Jadi kalau melihat dari gambaran diatas, demo dan WO nya Demokrat adalah menjadi bagian yang tidak terpisahkan dari gerakan buruh untuk menolak RUU Unibuslaw Cipta Kerja.

Apakah segampang itu menolak RUU yang akan di sahkan,,mungkin bagi orang yang tidak paham akan menjadi pembenar, tapi tidak bagi yang paham.

Pembuatan uu tidak hanya pada saat RUU akan di sahkan di paripurna DPR, akan tetapi ada perjalanan dan berliku.

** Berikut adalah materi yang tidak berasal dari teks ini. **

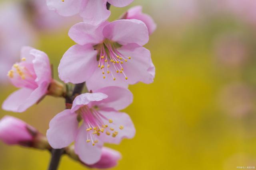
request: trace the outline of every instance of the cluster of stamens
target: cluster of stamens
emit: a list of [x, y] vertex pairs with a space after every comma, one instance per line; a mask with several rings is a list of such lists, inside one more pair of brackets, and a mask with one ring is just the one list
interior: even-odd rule
[[97, 48], [100, 56], [98, 67], [102, 70], [103, 78], [106, 78], [106, 71], [107, 74], [111, 74], [114, 80], [116, 80], [114, 73], [109, 69], [110, 66], [113, 66], [116, 73], [122, 74], [127, 80], [128, 78], [124, 72], [122, 64], [128, 62], [131, 57], [122, 55], [116, 50], [114, 43], [109, 40], [106, 40], [99, 44]]
[[[112, 119], [107, 118], [104, 115], [93, 108], [89, 108], [86, 105], [80, 108], [76, 113], [80, 114], [83, 117], [84, 123], [86, 127], [87, 137], [87, 143], [91, 142], [92, 145], [94, 146], [98, 141], [96, 139], [96, 136], [100, 136], [105, 133], [107, 135], [112, 137], [116, 137], [118, 134], [118, 129], [115, 129], [111, 127], [112, 125], [115, 125]], [[104, 124], [103, 120], [106, 120], [110, 123], [109, 125]], [[120, 125], [120, 130], [124, 129], [124, 126]]]
[[[21, 59], [22, 61], [26, 61], [25, 58], [23, 58]], [[10, 78], [13, 78], [14, 76], [14, 74], [17, 73], [22, 79], [25, 80], [25, 74], [22, 70], [24, 70], [26, 68], [24, 67], [20, 66], [18, 64], [13, 64], [13, 68], [14, 69], [12, 69], [8, 72], [7, 76]]]

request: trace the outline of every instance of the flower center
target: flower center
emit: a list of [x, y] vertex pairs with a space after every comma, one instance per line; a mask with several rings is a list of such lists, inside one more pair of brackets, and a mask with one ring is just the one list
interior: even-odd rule
[[[12, 69], [8, 72], [7, 76], [11, 79], [14, 85], [18, 87], [26, 87], [35, 89], [38, 86], [35, 82], [36, 76], [33, 66], [31, 63], [25, 63], [26, 59], [23, 58], [22, 61], [13, 64]], [[28, 67], [31, 68], [30, 70]]]
[[[96, 107], [89, 108], [85, 105], [79, 109], [76, 113], [80, 115], [84, 120], [87, 131], [87, 143], [91, 142], [92, 145], [98, 142], [96, 136], [99, 136], [102, 133], [111, 137], [115, 137], [118, 134], [117, 129], [115, 129], [116, 125], [111, 119], [108, 119], [98, 111]], [[108, 122], [106, 124], [104, 122]], [[120, 130], [124, 129], [124, 126], [120, 125]], [[103, 135], [103, 134], [102, 134]]]
[[122, 74], [125, 79], [128, 79], [122, 65], [131, 58], [125, 56], [118, 51], [117, 49], [120, 47], [118, 43], [106, 39], [95, 47], [98, 51], [98, 67], [102, 70], [103, 78], [110, 74], [113, 80], [115, 80], [116, 76], [115, 76], [119, 73]]

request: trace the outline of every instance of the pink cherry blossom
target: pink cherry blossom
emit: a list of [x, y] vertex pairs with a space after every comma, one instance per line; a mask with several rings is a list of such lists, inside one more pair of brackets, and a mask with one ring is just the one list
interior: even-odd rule
[[22, 112], [46, 95], [52, 81], [51, 70], [47, 55], [30, 47], [21, 50], [21, 61], [8, 72], [12, 84], [20, 88], [4, 102], [3, 109]]
[[28, 127], [34, 129], [21, 120], [5, 116], [0, 120], [0, 139], [8, 145], [22, 145], [29, 142], [33, 137], [29, 132]]
[[136, 6], [129, 9], [123, 15], [122, 19], [136, 19], [140, 20], [147, 25], [148, 33], [152, 34], [156, 28], [156, 24], [149, 15], [142, 12], [141, 6]]
[[80, 23], [68, 34], [78, 44], [60, 61], [59, 75], [64, 82], [86, 81], [89, 90], [153, 82], [155, 67], [150, 51], [142, 47], [148, 41], [148, 31], [141, 21], [105, 21], [98, 27]]
[[96, 164], [88, 165], [89, 167], [100, 169], [112, 168], [116, 165], [117, 161], [122, 157], [119, 152], [109, 148], [103, 147], [102, 150], [100, 161]]
[[8, 1], [0, 6], [0, 84], [8, 82], [6, 74], [18, 58], [20, 48], [33, 44], [36, 37], [20, 6]]
[[106, 21], [110, 14], [106, 8], [107, 2], [117, 7], [126, 6], [133, 0], [47, 0], [50, 10], [62, 16], [79, 14], [85, 22], [97, 25]]
[[[74, 141], [76, 153], [88, 165], [100, 160], [104, 143], [118, 144], [123, 138], [133, 137], [135, 133], [129, 115], [117, 111], [132, 102], [131, 92], [114, 86], [94, 92], [77, 96], [71, 109], [52, 119], [46, 133], [54, 149], [66, 147]], [[79, 119], [82, 123], [79, 123]]]

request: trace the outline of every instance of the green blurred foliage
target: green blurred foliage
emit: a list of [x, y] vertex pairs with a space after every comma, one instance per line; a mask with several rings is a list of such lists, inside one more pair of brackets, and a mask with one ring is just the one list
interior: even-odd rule
[[[146, 1], [136, 1], [125, 8], [112, 6], [110, 20], [138, 4], [154, 18]], [[169, 27], [168, 20], [156, 21], [158, 29], [146, 46], [151, 52], [156, 78], [150, 84], [130, 86], [134, 101], [124, 111], [132, 118], [136, 134], [120, 145], [107, 145], [122, 154], [113, 169], [229, 170], [256, 165], [255, 112], [236, 117], [223, 111], [218, 104], [220, 91], [226, 85], [243, 82], [256, 85], [255, 62], [251, 59], [242, 71], [234, 70], [217, 64], [213, 51], [216, 37], [226, 32], [245, 33], [253, 46], [256, 41], [252, 29], [221, 17], [202, 21], [180, 31]], [[68, 29], [38, 33], [36, 47], [48, 54], [56, 78], [62, 55], [74, 44]], [[0, 102], [14, 90], [2, 87]], [[0, 117], [6, 114], [19, 117], [45, 133], [49, 121], [64, 108], [63, 99], [47, 97], [24, 113], [1, 110]], [[3, 170], [46, 170], [50, 158], [47, 151], [2, 143], [0, 150]], [[59, 169], [86, 168], [64, 156]]]

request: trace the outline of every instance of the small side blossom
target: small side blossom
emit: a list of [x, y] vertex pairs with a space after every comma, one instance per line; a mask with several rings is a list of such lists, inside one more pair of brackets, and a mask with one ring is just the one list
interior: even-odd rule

Pertama berdasarkan Pasal 20 ayat (1) Undang-Undang Dasar Tahun 1945 (“UUD 1945”), kekuasaan untuk membentuk Undang-Undang (“UU”) ada pada Dewan Perwakilan Rakyat (“DPR”).

Selanjutnya, di dalam Pasal 20 ayat (2) UUD 1945 diatur bahwa setiap Rancangan Undang-Undang (“RUU”) dibahas oleh DPR dan presiden untuk mendapatkan persetujuan bersama.

Bahwa perlu diketahui, sebelum RUU masuk dalam pembahasan juga harus ada kajian akademisi dari perguruan tinggi, karena harus ada kajian akademisi itu artinya RUU bukan hanya asal buat yang dapat menyengsarakan rakyat banyak, kecuali ruu berkiatan badan anggaran.

Setelah itu tiap tiap komisi membahas masalah RUU yang dilanjutkan dengan rapat gabungan komisi. Artinya semua komisi terlibat yang berkaitan dengan rancangan undang undang. Kemudian rapat selanjut nya adalah rapat legislasi.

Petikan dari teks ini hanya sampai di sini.